2001 yılının bahar günleri. Mahalle takımı olarak katıldığımız bir halı saha turnuvasında final maçındayız. Maç halı saha maçı standartlarının oldukça altında bir skorla; ya 0-0 ya 1-1 bitmişti. Bu skor maçı penaltılara götürmüştü. Kazananı penaltılar belirleyecekti.
Flashback; turnuva başından beri yani eylül ayından beri her maç öncesi kalecimize penaltı atıyorum. Eğer maç içinde bir penaltı olursa sıkıntı olmasın. Ve belki 1-2 penaltı hariç hepsini atabildim, özgüvenim de yükselmişti, penaltı olursa ilk kullanacak adam bendim.

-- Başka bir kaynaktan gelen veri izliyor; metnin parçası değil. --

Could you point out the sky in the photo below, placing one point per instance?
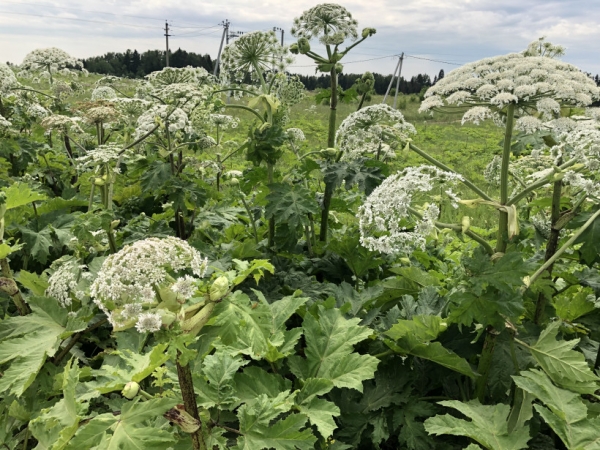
(433, 34)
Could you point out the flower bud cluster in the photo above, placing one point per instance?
(128, 280)
(384, 218)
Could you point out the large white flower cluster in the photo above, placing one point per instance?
(252, 52)
(385, 218)
(223, 121)
(104, 93)
(64, 282)
(61, 123)
(178, 120)
(335, 18)
(129, 280)
(536, 84)
(51, 59)
(373, 131)
(103, 154)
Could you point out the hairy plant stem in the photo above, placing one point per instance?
(565, 246)
(250, 218)
(272, 219)
(186, 383)
(329, 186)
(502, 241)
(442, 166)
(551, 248)
(485, 363)
(458, 229)
(9, 286)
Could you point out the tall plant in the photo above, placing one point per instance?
(333, 25)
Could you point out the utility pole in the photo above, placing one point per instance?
(398, 79)
(397, 69)
(167, 39)
(276, 29)
(225, 35)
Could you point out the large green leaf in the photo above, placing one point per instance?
(26, 342)
(110, 432)
(488, 425)
(566, 367)
(320, 412)
(291, 204)
(121, 367)
(218, 389)
(564, 411)
(285, 434)
(413, 337)
(329, 350)
(257, 329)
(20, 194)
(54, 427)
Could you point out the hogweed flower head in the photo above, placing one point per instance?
(64, 281)
(178, 120)
(129, 280)
(50, 59)
(385, 216)
(8, 80)
(104, 93)
(331, 22)
(371, 131)
(251, 53)
(535, 84)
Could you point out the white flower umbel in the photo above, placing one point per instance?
(63, 283)
(134, 274)
(178, 120)
(253, 53)
(50, 60)
(373, 131)
(533, 83)
(104, 93)
(148, 323)
(8, 80)
(385, 219)
(103, 154)
(335, 17)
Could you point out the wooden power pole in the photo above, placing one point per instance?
(167, 39)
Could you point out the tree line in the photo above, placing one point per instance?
(133, 64)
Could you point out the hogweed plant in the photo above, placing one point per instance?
(332, 24)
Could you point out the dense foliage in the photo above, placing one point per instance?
(188, 264)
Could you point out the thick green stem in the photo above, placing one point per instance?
(92, 191)
(329, 187)
(250, 218)
(271, 219)
(485, 363)
(9, 286)
(565, 246)
(538, 184)
(186, 384)
(442, 166)
(551, 247)
(458, 228)
(502, 241)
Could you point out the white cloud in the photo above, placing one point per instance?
(456, 31)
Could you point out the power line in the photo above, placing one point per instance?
(80, 20)
(435, 60)
(45, 5)
(353, 62)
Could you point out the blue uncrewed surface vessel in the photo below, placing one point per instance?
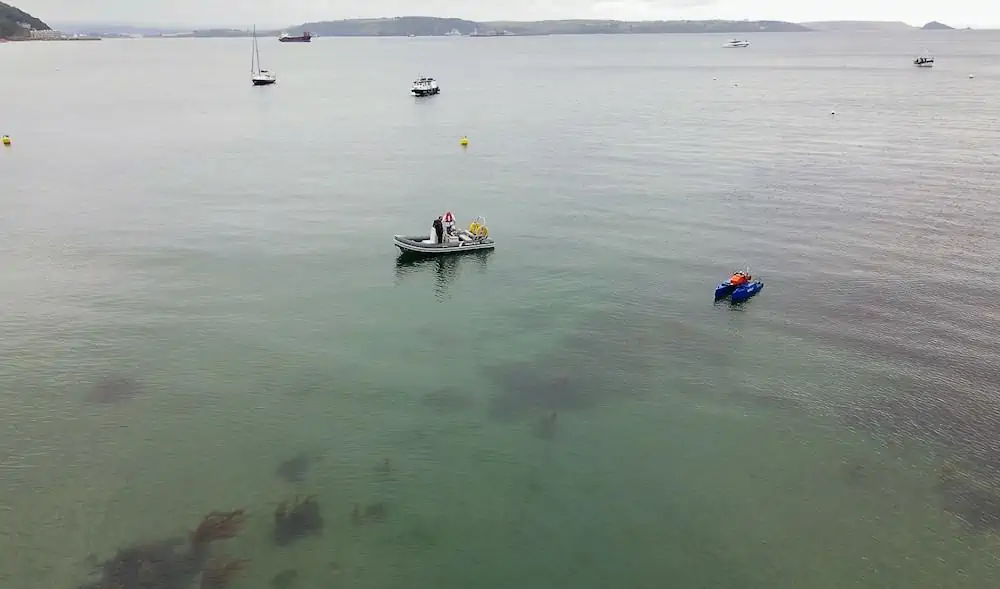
(745, 292)
(739, 288)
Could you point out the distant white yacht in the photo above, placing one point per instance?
(424, 86)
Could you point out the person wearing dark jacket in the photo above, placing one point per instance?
(439, 230)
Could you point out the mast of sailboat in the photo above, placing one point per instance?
(253, 51)
(256, 48)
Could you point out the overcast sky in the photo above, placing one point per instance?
(280, 13)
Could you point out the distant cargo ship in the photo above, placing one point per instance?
(305, 37)
(493, 33)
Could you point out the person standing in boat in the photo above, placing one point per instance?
(438, 230)
(739, 278)
(449, 223)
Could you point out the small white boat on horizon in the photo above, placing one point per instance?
(737, 43)
(424, 86)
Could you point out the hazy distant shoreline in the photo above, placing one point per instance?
(420, 26)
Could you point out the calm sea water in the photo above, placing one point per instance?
(199, 284)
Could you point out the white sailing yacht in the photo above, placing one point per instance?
(258, 76)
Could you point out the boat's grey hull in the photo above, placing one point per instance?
(416, 246)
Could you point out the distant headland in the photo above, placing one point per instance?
(15, 24)
(428, 26)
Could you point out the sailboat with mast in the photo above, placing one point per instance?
(258, 76)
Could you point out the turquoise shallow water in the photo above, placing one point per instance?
(226, 250)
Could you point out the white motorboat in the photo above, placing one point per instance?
(476, 237)
(737, 43)
(424, 86)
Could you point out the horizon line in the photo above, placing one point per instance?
(193, 27)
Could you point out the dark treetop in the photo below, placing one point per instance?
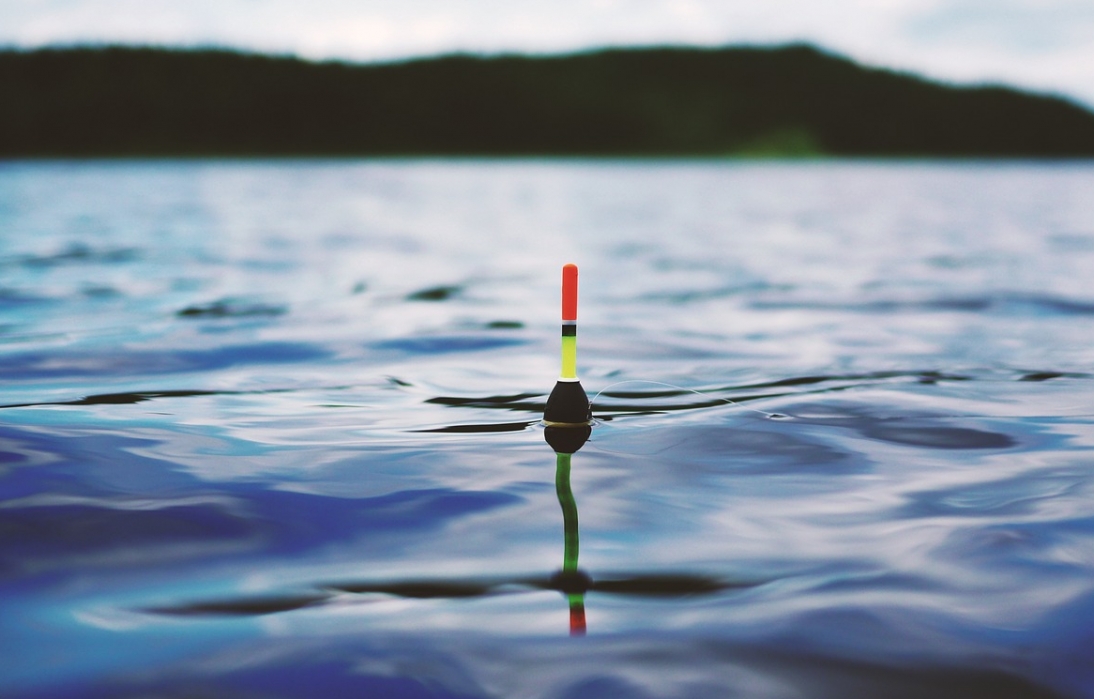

Tekrar 2001 bahar; maç penaltılara kaldı. Sol ayaklı ben topun başına geldim. Yaşımız henüz 15. O zaman futbolun yazılı olmayan kurallarını pek bilmiyoruz. Sanıyorum takımın 3.penaltıcısıydım. Sol ayağımla güzel (en azından Lazo maçındaki Boriello'dan daha güzel) bir vuruş yaptım. Ters köşeye hallenen kaleci ayaklarıyla kurtardı, finali kaybettik. Neyse ki 2 kişi daha penaltı kaçırmıştı da ihale yüzde 100 benim üzerime kalmadı.
Maçtan sonra turnuvayı düzenleyen halı sahanın sahibi; "solaklar herşeyi yapar ama penaltı atamaz" dedi. Bu kuralı, bu cümleyi daha sonra defalarca duydum, hep karşı çıktım ama artık doğruluğunu kabul ediyorum. Artık dediğim de en az 10 senedir.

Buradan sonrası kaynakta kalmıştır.